I know you’re asking yourself, “What did Barney do this Irish Day?” A brief summary:

- I left the Dirty at 4:30 in the morning and got to the West End at 9 and immediately started drinking Jameson.
- K Dog joined me an hour later still drunk from the night before.
- We hit the bars starting at around noon.
- By 3, I’m threatening to fight K-Dog for doing the Soldja Boy dance (possibly the worst thing in the history of the world besides “Who’s Now?”)
- Around 4, I had my last lucid thought that I can remember: “I really want to hook up with . She looks like a young Ann Coulter.” (At this point, I probably should have stopped drinking. I mean, that’s just weird.) It’s just actions at this point.

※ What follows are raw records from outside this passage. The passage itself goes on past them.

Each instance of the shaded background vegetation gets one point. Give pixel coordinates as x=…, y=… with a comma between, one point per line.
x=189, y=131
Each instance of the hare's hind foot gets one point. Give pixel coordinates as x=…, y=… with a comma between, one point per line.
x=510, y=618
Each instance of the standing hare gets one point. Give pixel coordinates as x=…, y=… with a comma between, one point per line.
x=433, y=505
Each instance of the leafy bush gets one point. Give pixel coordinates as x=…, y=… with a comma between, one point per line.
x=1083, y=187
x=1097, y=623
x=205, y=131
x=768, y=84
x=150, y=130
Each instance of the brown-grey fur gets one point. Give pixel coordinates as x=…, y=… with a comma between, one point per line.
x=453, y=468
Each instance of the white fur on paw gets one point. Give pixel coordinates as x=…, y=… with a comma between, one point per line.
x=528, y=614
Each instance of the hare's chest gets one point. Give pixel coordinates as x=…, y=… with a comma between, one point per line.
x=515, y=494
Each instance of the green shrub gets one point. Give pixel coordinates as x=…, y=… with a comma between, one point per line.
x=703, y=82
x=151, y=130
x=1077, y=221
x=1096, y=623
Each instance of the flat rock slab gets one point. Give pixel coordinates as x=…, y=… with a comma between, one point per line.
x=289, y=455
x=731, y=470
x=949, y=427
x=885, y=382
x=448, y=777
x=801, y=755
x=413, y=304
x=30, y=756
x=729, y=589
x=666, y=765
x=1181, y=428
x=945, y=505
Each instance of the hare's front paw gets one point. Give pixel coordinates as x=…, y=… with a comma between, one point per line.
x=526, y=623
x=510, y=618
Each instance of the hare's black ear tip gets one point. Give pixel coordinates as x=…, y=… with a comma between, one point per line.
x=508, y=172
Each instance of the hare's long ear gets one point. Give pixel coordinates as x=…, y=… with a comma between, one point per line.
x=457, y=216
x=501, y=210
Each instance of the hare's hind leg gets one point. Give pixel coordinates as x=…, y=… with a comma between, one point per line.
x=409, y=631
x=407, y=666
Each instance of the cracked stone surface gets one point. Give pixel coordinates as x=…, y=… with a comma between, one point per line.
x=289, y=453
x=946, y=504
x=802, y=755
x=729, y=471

- Me and K-Dog proceeded to another bar. Happy, drunk Barney turned into angry drunk Barney very quickly upon seeing someone that he didn’t like as the bartender. Making him angrier, this person took 15 minutes to serve K-Dog a beer (it’s a bitch being the one black guy out on Irish Day). Once K-Dog had a few sips, I said, “You about ready to head out? Ok, I’m going outside to puke on the side of this building, I’ll meet you outside in 5.” The best part was that I said it in the same manner if I had been taking the trash outside the building. (Luckily I was cognizant enough to realize that there were multiple bouncers outside this building and would beat my ass if I did)
- I went home to chill out for a bit. I kept drinking Jameson. My mom was home so we were talking. Three hours (and a semi intervention) later, I was done for the night. I don’t remember anything I said to my mom, but it was something along the lines of I’m a complete alcoholic, I hate my job, I have the worst luck, what do I do. Upon leaving the house on Sunday, all my mom said to me was, “Take care of yourself, Barney, take care of yourself.”
- So after an interesting discussion, I decided to not go out to the bars again. As is my luck, a ridiculously hot girl two years younger than me asked K-Dog where I was. I just can’t win.
- Upon driving home, I puked into a Burger King bag on the Belt Parkway and I-95.
- So a performance like that made me realize I need to take a break. I’ve currently gone 77 hours without a drink. I’m hoping to make it a week. So if my episodes are a little less interesting, you’ll know why. Oh wait, I’m going to the Texas State Fair in two days. That should suffice.